暗殺同盟
エプスが長い髪をまとめ、後頭部でくくった。
掛け布団を丸めてクッションを作ると、身を横たえる。
ほっそりした手を、リガたちに伸ばす。
「二人とも立っていないで、わたしの隣に。共にくつろごう」
「おいおい、いまさっきまで男と寝ていた寝具に俺を招かないでほしいね」と、ギレアド。

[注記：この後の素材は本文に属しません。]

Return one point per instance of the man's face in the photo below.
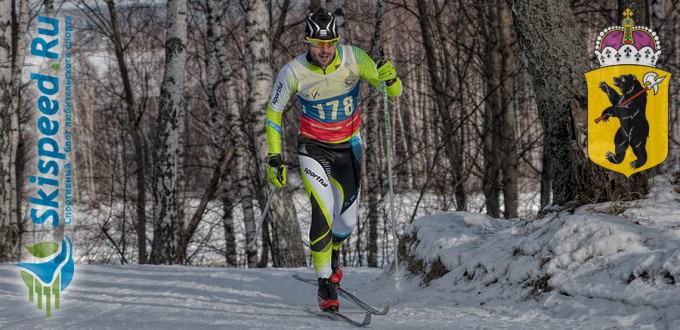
(322, 52)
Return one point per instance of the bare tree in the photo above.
(166, 149)
(286, 245)
(441, 81)
(133, 117)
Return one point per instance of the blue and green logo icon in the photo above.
(49, 278)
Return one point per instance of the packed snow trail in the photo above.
(177, 297)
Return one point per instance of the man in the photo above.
(326, 81)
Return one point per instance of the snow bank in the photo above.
(584, 265)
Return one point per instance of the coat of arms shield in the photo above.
(628, 100)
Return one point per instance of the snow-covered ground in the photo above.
(606, 266)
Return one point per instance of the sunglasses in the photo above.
(322, 43)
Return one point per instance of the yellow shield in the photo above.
(628, 117)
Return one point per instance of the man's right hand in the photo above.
(276, 171)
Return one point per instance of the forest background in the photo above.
(169, 103)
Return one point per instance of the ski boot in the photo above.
(327, 296)
(336, 277)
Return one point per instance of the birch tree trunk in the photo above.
(441, 82)
(166, 149)
(216, 61)
(493, 109)
(237, 136)
(9, 224)
(134, 130)
(286, 245)
(509, 156)
(556, 64)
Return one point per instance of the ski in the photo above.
(349, 296)
(344, 318)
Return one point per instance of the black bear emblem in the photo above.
(634, 129)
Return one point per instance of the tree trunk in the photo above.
(8, 219)
(556, 65)
(372, 189)
(440, 83)
(134, 129)
(509, 156)
(216, 62)
(493, 110)
(287, 250)
(166, 150)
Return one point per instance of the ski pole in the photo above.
(388, 148)
(264, 214)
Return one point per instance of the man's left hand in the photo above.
(386, 72)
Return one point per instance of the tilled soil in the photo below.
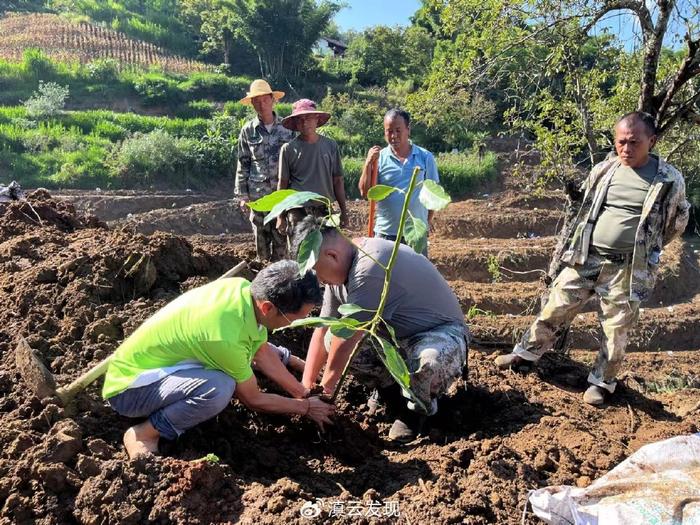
(75, 288)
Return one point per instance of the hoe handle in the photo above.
(372, 204)
(235, 270)
(67, 393)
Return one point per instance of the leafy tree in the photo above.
(280, 33)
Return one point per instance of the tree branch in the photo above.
(689, 69)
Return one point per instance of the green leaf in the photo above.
(433, 196)
(313, 322)
(416, 234)
(333, 221)
(309, 250)
(396, 366)
(394, 363)
(295, 200)
(268, 202)
(380, 192)
(349, 309)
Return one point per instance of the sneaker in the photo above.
(373, 402)
(594, 395)
(388, 397)
(511, 361)
(406, 427)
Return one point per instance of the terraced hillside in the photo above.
(64, 40)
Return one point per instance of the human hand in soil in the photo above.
(282, 225)
(315, 390)
(319, 411)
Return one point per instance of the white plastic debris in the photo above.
(660, 484)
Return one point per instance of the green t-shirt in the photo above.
(212, 327)
(617, 223)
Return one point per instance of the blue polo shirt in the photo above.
(393, 173)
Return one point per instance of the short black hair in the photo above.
(281, 284)
(642, 117)
(306, 226)
(397, 112)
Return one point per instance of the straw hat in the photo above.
(260, 87)
(304, 106)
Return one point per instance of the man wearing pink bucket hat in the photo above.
(310, 162)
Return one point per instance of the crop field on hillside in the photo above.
(63, 40)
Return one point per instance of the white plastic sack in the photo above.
(659, 484)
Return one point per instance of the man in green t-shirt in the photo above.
(183, 365)
(310, 162)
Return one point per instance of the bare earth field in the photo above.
(75, 286)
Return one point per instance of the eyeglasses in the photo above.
(283, 315)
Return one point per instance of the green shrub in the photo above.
(461, 175)
(103, 70)
(352, 170)
(145, 159)
(196, 109)
(47, 101)
(109, 130)
(214, 86)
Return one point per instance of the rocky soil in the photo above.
(75, 286)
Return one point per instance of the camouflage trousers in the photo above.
(609, 281)
(270, 245)
(434, 358)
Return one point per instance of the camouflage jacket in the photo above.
(664, 216)
(258, 158)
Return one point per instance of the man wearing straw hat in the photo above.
(310, 162)
(259, 146)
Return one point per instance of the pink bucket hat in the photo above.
(304, 106)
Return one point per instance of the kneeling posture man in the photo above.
(421, 308)
(183, 365)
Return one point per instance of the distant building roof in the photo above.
(337, 46)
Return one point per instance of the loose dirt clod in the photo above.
(74, 288)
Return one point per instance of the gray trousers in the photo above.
(179, 401)
(609, 282)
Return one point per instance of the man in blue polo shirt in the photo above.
(396, 164)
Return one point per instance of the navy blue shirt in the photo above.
(393, 173)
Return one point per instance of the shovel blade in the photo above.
(33, 372)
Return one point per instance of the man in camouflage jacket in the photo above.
(259, 145)
(633, 205)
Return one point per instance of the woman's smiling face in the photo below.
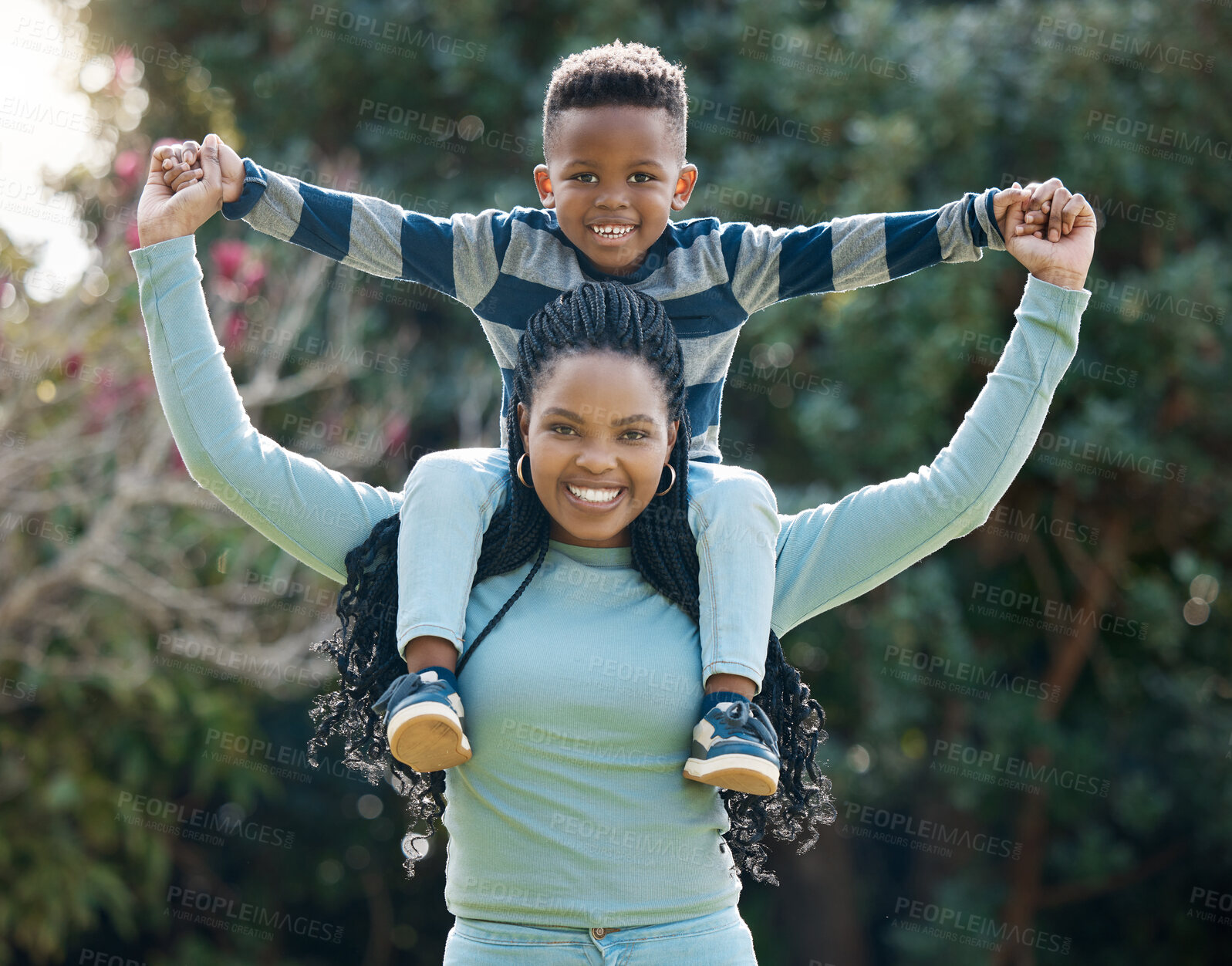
(596, 437)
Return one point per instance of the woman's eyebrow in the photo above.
(569, 414)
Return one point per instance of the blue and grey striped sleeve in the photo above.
(835, 552)
(866, 249)
(457, 255)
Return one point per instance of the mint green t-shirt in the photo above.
(573, 809)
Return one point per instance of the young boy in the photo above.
(614, 140)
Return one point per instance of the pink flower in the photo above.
(122, 59)
(235, 328)
(239, 269)
(228, 256)
(128, 167)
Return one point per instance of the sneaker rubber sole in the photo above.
(748, 774)
(427, 737)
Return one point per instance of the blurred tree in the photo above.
(800, 113)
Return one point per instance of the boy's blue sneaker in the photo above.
(734, 747)
(424, 722)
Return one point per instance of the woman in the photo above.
(573, 836)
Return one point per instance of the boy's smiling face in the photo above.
(614, 175)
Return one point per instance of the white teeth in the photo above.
(611, 231)
(592, 495)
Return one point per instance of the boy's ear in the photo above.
(544, 185)
(685, 183)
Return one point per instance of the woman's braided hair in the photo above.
(592, 317)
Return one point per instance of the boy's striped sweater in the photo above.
(710, 275)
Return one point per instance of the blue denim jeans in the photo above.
(717, 939)
(451, 497)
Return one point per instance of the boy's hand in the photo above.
(163, 214)
(1066, 262)
(1041, 214)
(181, 167)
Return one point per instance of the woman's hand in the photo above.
(1066, 262)
(163, 214)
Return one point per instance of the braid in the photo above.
(592, 317)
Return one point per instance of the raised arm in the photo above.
(835, 552)
(455, 255)
(869, 249)
(309, 510)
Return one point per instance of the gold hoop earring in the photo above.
(669, 485)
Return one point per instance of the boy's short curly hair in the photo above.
(617, 74)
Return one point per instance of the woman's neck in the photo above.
(561, 535)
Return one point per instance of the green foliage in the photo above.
(912, 105)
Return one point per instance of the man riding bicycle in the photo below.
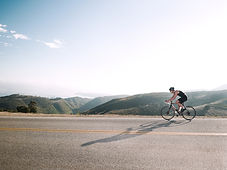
(183, 98)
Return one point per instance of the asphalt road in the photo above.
(122, 143)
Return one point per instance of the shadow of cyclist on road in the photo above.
(138, 131)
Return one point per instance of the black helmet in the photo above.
(171, 89)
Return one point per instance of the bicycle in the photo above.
(168, 112)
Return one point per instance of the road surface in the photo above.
(123, 143)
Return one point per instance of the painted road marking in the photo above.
(115, 132)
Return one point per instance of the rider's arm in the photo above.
(174, 96)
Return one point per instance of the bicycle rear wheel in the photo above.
(189, 113)
(167, 113)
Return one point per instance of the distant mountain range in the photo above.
(72, 105)
(205, 102)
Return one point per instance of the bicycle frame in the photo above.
(171, 104)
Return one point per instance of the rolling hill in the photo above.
(71, 105)
(205, 102)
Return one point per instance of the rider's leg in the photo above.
(179, 104)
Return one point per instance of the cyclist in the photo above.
(183, 98)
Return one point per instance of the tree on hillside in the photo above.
(32, 107)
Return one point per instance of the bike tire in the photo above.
(189, 113)
(167, 113)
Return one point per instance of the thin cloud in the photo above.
(20, 36)
(55, 44)
(5, 44)
(1, 25)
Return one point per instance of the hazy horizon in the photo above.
(56, 48)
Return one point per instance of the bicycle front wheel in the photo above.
(189, 113)
(167, 113)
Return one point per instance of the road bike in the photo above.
(168, 112)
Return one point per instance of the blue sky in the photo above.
(92, 48)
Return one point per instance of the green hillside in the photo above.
(44, 105)
(71, 105)
(98, 101)
(205, 102)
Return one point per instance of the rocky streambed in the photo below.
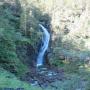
(44, 76)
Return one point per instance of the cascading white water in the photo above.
(44, 47)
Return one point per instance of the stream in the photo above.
(44, 47)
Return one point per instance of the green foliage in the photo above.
(8, 80)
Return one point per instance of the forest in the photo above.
(44, 44)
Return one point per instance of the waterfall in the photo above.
(44, 47)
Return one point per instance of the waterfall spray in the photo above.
(44, 47)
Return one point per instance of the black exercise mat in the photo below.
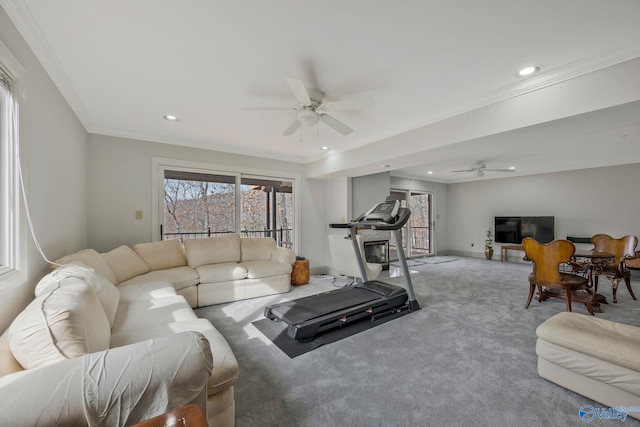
(277, 333)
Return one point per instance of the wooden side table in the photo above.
(300, 272)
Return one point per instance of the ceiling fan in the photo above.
(311, 109)
(480, 168)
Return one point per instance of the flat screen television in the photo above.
(512, 229)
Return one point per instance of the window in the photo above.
(199, 200)
(9, 190)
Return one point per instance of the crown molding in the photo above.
(23, 19)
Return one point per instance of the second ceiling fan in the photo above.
(480, 168)
(311, 109)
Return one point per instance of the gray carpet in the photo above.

「互いの熱を交わし合うのに、性別や年齢にこだわるなど愚かなことだ。家族、親戚、友人、どれもささいなことだよ。わたしと君、一度くらいは試してみてもいいんじゃないかな?」
「遠慮しておく。俺は成熟した女にしか興味ないんでね」
「それは残念だ。では、復讐者のお嬢さん、君はどうかな?」
リガは猛スピードで首を横に振った。
「けっこうです!」
「ずいぶんと警戒されたものだね」エプスがくすくす笑う。
ギレアドがテーブルに置かれたコップに、水差しの水を注ぎ、ぐびぐび飲んだ。息を吐いてからいう。
「エプス、俺たちは急いでるんだ」
「おやおや、ヤズデギルドのチビすけさんをずいぶんと恐れているね」
「そういうお前だって、煮湯を飲まされてるだろうが」
「あれは、わざとさ。わたしは皇位に興味などないし、ましてや結婚など。一生、性と愛に溺れて暮らせればそれでよかったんだよ」
「なら、どうして俺に暗殺を依頼したんだ?」
「彼女が、わたしが寒さを乗り切るために考案した〝熱緊縮〟に反対し、あろうことか周辺都市に熱をわけあたえる気だったからだよ。もし、そんなことになれば、ここの穴が下層部まで冷え切ってしまう。最悪だ。あたたかな身体でまぐわってこそ、心もあたためられるのだからね。周辺都市が脅してくるなら、逆に攻め落とすべきだったんだ」
エプスが布団のクッションに沈み込む。
「皇帝とは、皇族の熱を守るためにある。それを理解していない人間に、シムルグを渡すわけにはいかないね」
「まあ、どんな理由だろうがいいさ。本家の麒麟児がようやく本気になったんだ」
「本気のわりには、おチビちゃんの件は失策続きだけどね。毒、襲撃、事故、すべて躱された。わたしの人生で、こうもうまくいかないのは初めてだよ」
ギレアドが頭をかいた。
「だからこそ、このリガちゃんを連れてきたんだ」
エプスが座ったまま、リガに向かって優雅に頭を下げた。赤い髪が揺れる。
「復讐者のお嬢さん。君はたいそう信頼されているとか」
「はい。なぜだかは、わかりませんが、とにかく気に入ってもらえています」
「しかし、それでいて君は彼女に強い恨みを抱いている」
「はい」
「彼女を殺したいと思うほどに?」
「はい」
「なら、わたしたちは仲間になれる。君がヤズデギルドのおチビちゃんを討ったならば、その後の生活は保証しよう。家も恋人も熱も、なにもかも与えよう」
まったく信用できない言葉だ。この男は、リガがヤズデギルドを討ったならば、即座にリガを殺そうとせんとも限らない。
エプスが握手を求め、優美な手を伸ばした。
リガはほんの少しだけ躊躇したあと、その手を握った。